Georgia In March 2022, the EU was applied for membership. Although it wasn’t granted candidacy status by the European Council, they expressed their willingness to give that status if necessary. Georgia Implements specific reforms.
“For Georgia, there has been certain conditions that are very much linked to the democratic credentials for democratic reforms,” European Union Vice Commissioner Maroš Šefčovič told The Sunday Review.
The bloc’s member states have since “had very intense discussions” More Georgia’s candidacy, Šefčovič said, speaking to The Sunday Review’s Richard Quest on Wednesday.
According to the US, it’s “deeply troubled” The billNed Price, a spokesperson for the State Department on Wednesday described it as “Kremlin-inspired.”
“Parliament’s advancing of these Kremlin-inspired draft laws is incompatible with the people of Georgia’s clear desire for European integration and its democratic development,” The price was not disclosed.
Ukrainian President Volodymyr Zelensky meanwhile addressed Georgian protesters directly, thanking them on Wednesday for raising his country’s flag during the demonstrations and wishing them “democratic success.”

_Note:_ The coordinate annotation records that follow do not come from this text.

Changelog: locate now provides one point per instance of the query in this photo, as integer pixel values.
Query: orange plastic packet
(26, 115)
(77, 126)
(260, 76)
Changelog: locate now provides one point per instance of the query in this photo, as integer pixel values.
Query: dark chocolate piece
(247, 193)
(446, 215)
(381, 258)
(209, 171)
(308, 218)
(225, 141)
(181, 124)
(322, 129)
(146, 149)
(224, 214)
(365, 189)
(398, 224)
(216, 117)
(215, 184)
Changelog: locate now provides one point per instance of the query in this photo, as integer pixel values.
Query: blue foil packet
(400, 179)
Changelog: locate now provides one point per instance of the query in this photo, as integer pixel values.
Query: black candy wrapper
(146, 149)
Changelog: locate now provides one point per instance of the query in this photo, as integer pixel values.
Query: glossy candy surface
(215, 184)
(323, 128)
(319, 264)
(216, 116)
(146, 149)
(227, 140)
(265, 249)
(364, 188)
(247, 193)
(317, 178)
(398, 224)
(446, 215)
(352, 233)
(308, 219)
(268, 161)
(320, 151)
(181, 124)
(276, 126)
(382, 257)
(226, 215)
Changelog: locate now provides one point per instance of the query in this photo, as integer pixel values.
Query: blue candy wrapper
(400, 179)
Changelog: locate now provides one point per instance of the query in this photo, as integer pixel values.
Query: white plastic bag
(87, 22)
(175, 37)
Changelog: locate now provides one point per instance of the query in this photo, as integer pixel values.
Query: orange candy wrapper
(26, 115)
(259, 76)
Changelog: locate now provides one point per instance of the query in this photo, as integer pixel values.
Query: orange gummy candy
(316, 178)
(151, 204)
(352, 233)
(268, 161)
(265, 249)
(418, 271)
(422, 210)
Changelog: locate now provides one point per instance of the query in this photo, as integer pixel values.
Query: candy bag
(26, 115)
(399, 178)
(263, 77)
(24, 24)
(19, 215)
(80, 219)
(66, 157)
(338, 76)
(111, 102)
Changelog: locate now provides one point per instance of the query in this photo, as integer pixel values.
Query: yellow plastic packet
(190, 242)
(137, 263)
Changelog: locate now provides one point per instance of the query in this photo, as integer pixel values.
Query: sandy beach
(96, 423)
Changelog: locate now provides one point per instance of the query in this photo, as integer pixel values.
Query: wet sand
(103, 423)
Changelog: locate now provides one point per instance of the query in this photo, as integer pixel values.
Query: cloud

“I want to thank everyone who has been holding Ukrainian flags in the squares and streets of Georgia these days,” Zelensky said.
“We want to be in the European Union and we will be. We want Georgia to be in the European Union, and I am sure it will be,” Zelensky was added to the list later. “We want Moldova to be in the European Union, and I am sure it will be. All free peoples of Europe deserve this.”